Skip to main navigation Skip to main content

Social development

“An advanced, environmentally sound and economically viable waste management sector depends fundamentally on robust financing – ideally via a comprehensive, full-coverage system of charges. On the other hand, such a sector also generates revenues from a broad array of marketable secondary resources such as metals, glass, paper/cardboard and plastics. Furthermore, it persistently reduces the – often neglected – total macro-economic costs by avoiding health costs and the costs of cleaning up environmental damage.”
(Ralf Menzel, German Federal Environment Agency)

Environmental awareness

The development of an advanced waste management sector is a process that requires the efforts of an entire generation. Although society can be encouraged to move towards an advanced waste management system through primary and secondary legislation, this route is only sustainable, and politically acceptable in the long term, if society at large is persuaded of the new aims and takes them on board. For this to happen, information and education is needed, forinstance via well-designed public relations; environmental education, if possible in nursery and primary schools; campaigns aimed at adults; activities; open days, and so on. The more sections of society that are actively involved in building an advanced waste management sector, the more quickly understanding of the task will grow.

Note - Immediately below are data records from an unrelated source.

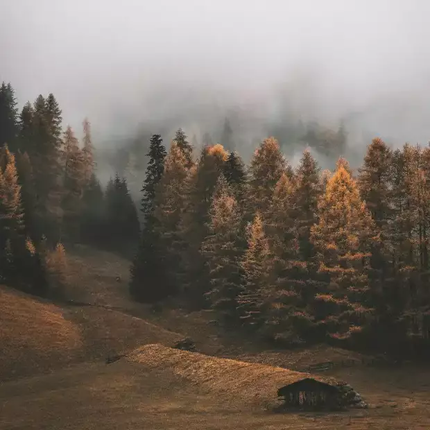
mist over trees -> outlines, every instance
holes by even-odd
[[[246,161],[225,119],[230,150],[207,133],[198,143],[178,128],[169,145],[155,133],[144,161],[137,144],[103,186],[89,120],[80,139],[62,117],[52,94],[19,110],[0,87],[2,283],[64,298],[66,248],[87,243],[134,255],[135,300],[211,309],[253,338],[427,347],[429,147],[375,138],[355,169],[339,156],[344,124],[302,123],[310,148],[298,162],[273,137]],[[336,154],[332,171],[318,151]]]

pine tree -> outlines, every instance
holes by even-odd
[[[21,111],[18,123],[19,146],[22,153],[26,153],[28,155],[32,150],[34,153],[34,113],[33,105],[27,102]]]
[[[187,135],[182,128],[178,129],[176,132],[174,141],[176,142],[176,145],[185,157],[187,168],[190,169],[194,164],[193,162],[193,147],[187,140]]]
[[[58,234],[62,216],[61,110],[53,94],[39,96],[34,104],[33,144],[26,148],[33,168],[41,230]]]
[[[130,194],[132,196],[137,196],[141,191],[141,181],[138,171],[137,158],[131,150],[128,153],[128,162],[124,170],[124,178],[127,180]]]
[[[163,175],[155,188],[154,210],[155,232],[160,237],[164,262],[164,287],[169,295],[179,291],[180,222],[185,205],[185,182],[188,173],[185,155],[173,141],[166,157]]]
[[[318,204],[311,240],[325,286],[315,297],[313,316],[325,333],[346,338],[368,326],[368,270],[375,226],[345,160],[338,162]]]
[[[79,216],[82,212],[82,195],[86,166],[79,142],[70,126],[64,135],[64,194],[62,199],[63,220],[69,238],[78,240]]]
[[[17,170],[19,183],[21,186],[25,232],[27,236],[39,239],[42,237],[42,232],[37,229],[35,219],[35,187],[33,166],[27,153],[22,154],[19,152],[17,154]]]
[[[200,252],[207,261],[212,307],[227,323],[238,321],[237,299],[243,289],[240,262],[241,215],[231,188],[221,175],[209,210],[208,234]]]
[[[233,139],[233,130],[230,126],[230,121],[226,118],[224,121],[224,128],[221,137],[221,144],[226,150],[230,152],[234,150],[234,141]]]
[[[149,161],[142,189],[141,212],[144,227],[137,253],[130,268],[130,292],[137,300],[157,302],[166,298],[171,291],[164,287],[165,268],[160,230],[155,216],[155,190],[163,176],[166,153],[160,135],[150,139],[148,156]]]
[[[248,248],[241,261],[244,288],[238,298],[238,311],[243,325],[256,332],[261,329],[267,318],[266,298],[272,291],[270,273],[273,258],[263,221],[258,212],[247,230]]]
[[[146,167],[146,175],[141,189],[144,196],[141,210],[146,221],[153,215],[155,189],[164,172],[166,155],[161,136],[153,135],[149,144],[149,152],[147,154],[149,161]]]
[[[273,261],[266,286],[264,333],[276,341],[295,340],[299,334],[296,325],[304,316],[300,299],[307,265],[300,259],[294,188],[295,184],[282,173],[266,214],[265,230]]]
[[[84,162],[84,184],[87,185],[92,180],[94,171],[94,147],[92,144],[91,125],[87,118],[83,121],[84,137],[82,150]]]
[[[108,184],[105,196],[109,245],[127,248],[134,246],[139,237],[139,219],[126,180],[121,179],[117,173]]]
[[[62,243],[59,242],[53,251],[47,254],[47,268],[50,293],[55,298],[63,298],[67,285],[67,257]]]
[[[0,87],[0,146],[7,144],[10,150],[17,149],[18,111],[15,91],[4,82]]]
[[[202,144],[203,146],[212,146],[214,144],[214,141],[211,135],[208,132],[205,132],[202,137]]]
[[[264,218],[276,184],[286,171],[287,164],[277,141],[266,139],[255,150],[250,166],[248,212],[259,212]]]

Informal sector involvement

The informal sector carries out rudimentary forms of recycling and waste use without developing an advanced waste management system. These people recover usable items of waste to support themselves. That is why they have a key role in the development of collection structures and marketing channels.

Society and administrative bodies can benefit considerably from their experience. This knowledge should be put to use in the social process towards a green economy.

Building education and training capacity

An advanced waste management sector can only succeed in the long term if it has a skilled workforce. This workforce is increasingly trained in-country. At the same time more scientific training and research is carried out within the country, so that the sector becomes more self-reliant as it grows. The capacity for this must be created at national, regional and local levels.